Seen this way, it is obvious why various matters of alleged "evidence" were kept from the jury. The supposed "confession" heard in the 111 call may not even have been words at all (thus unable to prove anything), while even suggesting it sounded like a confession risked prejudicing the jury against David. The schoolmates' tale that David planned a rape, using his paper round as an alibi, did little to show that's what he then did on the day of the murders; while linking his name with even the suggestion of rape risked a jury convicting him simply of "being a bad guy". These aren't just arbitrary decisions reached by judges who toss coins for an answer. They help safeguard the general reliability of a trial as society's way of punishing only the truly guilty.

Nevertheless, uncertainty over the meaning of the jury's "not guilty" verdict still leaves the "truth" of the Bain murders as a bone to be tussled over in the public arena. And that is where matters get even more tricky for David Bain. From now on any future legal battles (as well as contests in the court of public opinion) will get fought out on the basis of what is regarded as the more likely: was it Robin or David? And that "balance of probabilities" standard may well be a tougher one for David Bain to meet (although I again reiterate that I've tried to avoid tangling myself up in the evidence on this issue, so I don't really claim to know one way or the other if he can do so.)

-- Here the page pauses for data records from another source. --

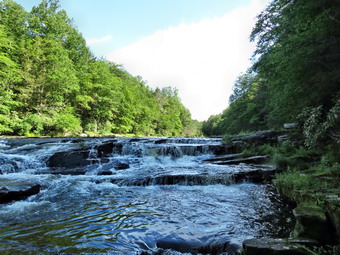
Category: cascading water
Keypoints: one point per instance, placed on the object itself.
(131, 196)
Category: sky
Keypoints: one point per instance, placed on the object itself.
(199, 47)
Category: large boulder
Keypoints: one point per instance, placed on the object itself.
(69, 159)
(17, 193)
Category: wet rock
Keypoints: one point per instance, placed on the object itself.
(249, 160)
(221, 149)
(161, 141)
(106, 149)
(9, 195)
(68, 171)
(194, 247)
(224, 158)
(274, 247)
(259, 176)
(121, 165)
(105, 172)
(312, 222)
(69, 159)
(255, 139)
(290, 125)
(256, 176)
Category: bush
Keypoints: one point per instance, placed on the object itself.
(66, 122)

Thus, if David Bain wants to fully "clear his name", he'll need to have his father's death certificate changed to reflect the "fact" of Robin's suicide. That will require a new coronial inquest, which works on a quite different basis to a criminal trial. If David Bain wants to silence those on the internet who are openly maintaining he did kill his family, he'll have to sue for defamation in civil court. Equally, if David Bain wishes to get compensation for his time in prison, current Cabinet guidelines require that he demonstrate (on the balance of probabilities) that he is innocent of the five deaths in fact, not just that he has been deemed innocent by a "not guilty" verdict. (Actually, under current guidelines he is totally ineligible precisely because he was found not guilty at a retrial—but that little detail may well get swept aside.)

Alternatively, David Bain may well decide he has fought more than enough legal battles. Frankly, if he wants to just get on with things and leave people to believe what they will believe, then more power to him. After all, it's his life to live, not our reality show to script.